Our Convolutional Neural Network will mimic this process by making multiple passes at each mammogram, with each pass representing a layer of the cortex. In the first pass we will look at a single pixel in the image, in subsequent passes we will build increasingly larger square clusters of multiple pixels. This process is shown below with facial recognition:
Note that this dataset only contains 322 images, which is not nearly enough data to successfully train a model. However, this exercise will still serve to walk through how to adapt an existing image recognition model to our specific use-case. Later attempts will be made with more complex code and larger data sets.

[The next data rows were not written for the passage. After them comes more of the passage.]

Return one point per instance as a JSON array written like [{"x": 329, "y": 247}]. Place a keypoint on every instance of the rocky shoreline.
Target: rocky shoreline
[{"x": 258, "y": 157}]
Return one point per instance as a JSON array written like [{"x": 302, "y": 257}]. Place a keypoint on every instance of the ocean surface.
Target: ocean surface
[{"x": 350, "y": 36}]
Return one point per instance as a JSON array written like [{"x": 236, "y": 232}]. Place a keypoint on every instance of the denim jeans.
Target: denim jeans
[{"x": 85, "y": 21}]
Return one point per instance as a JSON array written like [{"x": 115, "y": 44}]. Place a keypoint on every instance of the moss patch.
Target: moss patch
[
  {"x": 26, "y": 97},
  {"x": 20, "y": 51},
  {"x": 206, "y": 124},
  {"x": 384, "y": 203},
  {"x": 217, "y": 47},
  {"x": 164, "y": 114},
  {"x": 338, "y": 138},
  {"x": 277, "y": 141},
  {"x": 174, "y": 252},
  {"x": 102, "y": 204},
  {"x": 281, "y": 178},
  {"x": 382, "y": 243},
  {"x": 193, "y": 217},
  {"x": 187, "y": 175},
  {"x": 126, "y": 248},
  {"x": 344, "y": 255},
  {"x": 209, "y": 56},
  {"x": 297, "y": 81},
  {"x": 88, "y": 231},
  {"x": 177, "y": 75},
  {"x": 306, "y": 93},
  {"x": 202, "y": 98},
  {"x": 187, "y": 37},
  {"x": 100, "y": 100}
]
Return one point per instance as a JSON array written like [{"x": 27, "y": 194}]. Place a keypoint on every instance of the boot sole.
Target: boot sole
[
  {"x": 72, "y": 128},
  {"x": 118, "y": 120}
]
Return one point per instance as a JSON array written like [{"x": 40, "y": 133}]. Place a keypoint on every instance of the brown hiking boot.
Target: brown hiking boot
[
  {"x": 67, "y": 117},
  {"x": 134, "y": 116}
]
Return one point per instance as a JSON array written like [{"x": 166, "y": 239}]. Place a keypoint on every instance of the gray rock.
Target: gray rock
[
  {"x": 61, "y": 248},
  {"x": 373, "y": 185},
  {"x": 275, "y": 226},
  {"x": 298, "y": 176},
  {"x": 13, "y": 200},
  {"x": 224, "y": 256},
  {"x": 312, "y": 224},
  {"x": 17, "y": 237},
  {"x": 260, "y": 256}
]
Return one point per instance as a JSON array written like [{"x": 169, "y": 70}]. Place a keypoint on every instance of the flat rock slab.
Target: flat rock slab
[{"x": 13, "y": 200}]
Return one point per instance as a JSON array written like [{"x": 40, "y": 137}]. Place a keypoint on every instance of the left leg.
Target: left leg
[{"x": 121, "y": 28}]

The full code for this tutorial is on GitHub in the file Mini-MIAS-Multilayer-Convolutional.py. I will focus this post on the portions of this code that differ from both the Tensorflow MNIST tutorial and my previous MNIST for Beginners walk-through. If you have not gone through the MNIST tutorial, you should do so first.

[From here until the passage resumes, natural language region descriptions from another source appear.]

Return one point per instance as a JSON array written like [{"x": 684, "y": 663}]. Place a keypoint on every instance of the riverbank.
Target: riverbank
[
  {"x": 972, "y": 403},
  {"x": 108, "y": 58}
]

After processing the images from files into arrays, we follow the tutorial through the first two convolutions with minimal changes. In the model set up and the first convolutional layer alter the image sizes from
1024*1024 to adjust from MNIST to Mini-MIAS:
x = tf.placeholder(tf.float32, shape=[None, 1024*1024]) ... x_image = tf.reshape(x, [-1, 1024, 1024, 1])

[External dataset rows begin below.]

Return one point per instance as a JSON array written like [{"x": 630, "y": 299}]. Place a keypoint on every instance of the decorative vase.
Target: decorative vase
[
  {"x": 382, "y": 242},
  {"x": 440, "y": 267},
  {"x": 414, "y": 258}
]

Once we get to the densely connected layer, we have to make additional alterations. In the MNIST tutorial they perform two 2x2 poolings on the 28x28 image. The first convolution looks at a 14x14 representation of the image, with the second convolution reducing the image to 7x7. Our 1024x1024 image will similarly have each dimension reduced in half after two convolutions, resulting in passing a 256x256 image into the deeply connected layer.
# Densely connected layer W_fc1 = weight_variable([256*256*64, 256]) b_fc1 = bias_variable() h_pool2_flat = tf.reshape(h_pool2, [-1, 256*256*64]) h_fc1 = tf.nn.relu(tf.matmul(h_pool2_flat, W_fc1) + b_fc1) # Dropout keep_prob = tf.placeholder(tf.float32) h_fc1_drop = tf.nn.dropout(h_fc1, keep_prob) # Readout Layer W_fc2 = weight_variable([256, 7]) b_fc2 = bias_variable()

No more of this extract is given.